GOD

Neuroplasticity - Depression, intuition et al

Rate this Entry
by
GOD
on 05-30-2010 at 03:34 PM (200 Views)
Neuroplasticity - Effectively this is the ability of the brain to change over the life of the subject, you may think your ability is fixed by nature but nuture can change nature somewhat.

There are plenty of articles on this subject, but one statement pretty much sums it up (Straight out of wikipedia)

Bach-y-Rita believed in sensory substitution; if one sense is damaged, your other senses can sometimes take over. He thought skin and its touch receptors could act as a retina (using one sense for another). In order for the brain to interpret tactile information and convert it into visual information, it has to learn something new and adapt to the new signals. The brain's capacity to adapt implied that it possessed plasticity. He thought, “We see with our brains, not with our eyes.”

Obviously from the above paragraph its not hard to see the implications for "enabled" people, with the question being is one sense overly dominant and taking from another, or plasticity between the senses say with visualists using image sensory parts of the brain for problem solving rather than the prefrontal cortex. Anyway, I have digressed...

The issue I have always wondered about is the basis for depression; I see it as akin to puberty, to pregnancy and other events where the body is directing itself towards "change". But what about change in the mind? Is depression the growing pains?

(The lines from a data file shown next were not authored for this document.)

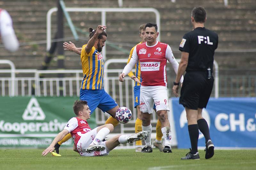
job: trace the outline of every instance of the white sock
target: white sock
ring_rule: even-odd
[[[161,143],[161,140],[158,140],[155,139],[155,141],[157,143]]]
[[[145,139],[145,143],[146,146],[151,147],[151,133],[152,132],[152,126],[151,124],[147,126],[142,126],[142,130],[148,132],[148,135]]]
[[[171,127],[165,126],[161,129],[162,133],[164,139],[164,146],[168,146],[171,147],[172,142],[171,139],[172,136],[171,135]]]
[[[100,143],[110,132],[110,131],[108,128],[106,127],[102,128],[97,133],[91,145],[99,145],[99,143]]]
[[[128,142],[127,141],[127,139],[129,137],[129,135],[123,135],[120,136],[118,138],[118,141],[121,144],[126,144]]]

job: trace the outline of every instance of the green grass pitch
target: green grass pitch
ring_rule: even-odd
[[[256,169],[255,150],[216,150],[213,158],[181,160],[188,149],[174,149],[164,153],[153,149],[151,153],[136,153],[134,149],[114,149],[107,156],[82,157],[71,150],[61,150],[61,157],[41,156],[44,149],[0,149],[0,169]]]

Or simply Natures way of a bet both ways by making some portion of the population (1/3 is a number that always seems to come up with evolutionary dice throwing) more aware and introspective leading to inhibition? (Reticence is a natural hedge against over optimism).

Some of the basis for this idea revolves around some of the greatest minds (male ones) having mothers that were effectively clinical depressives, like the analytical mind being pulled towards the melancholic other hemisphere. Depression activating the more creative side but also accentuating the analytical thought processes.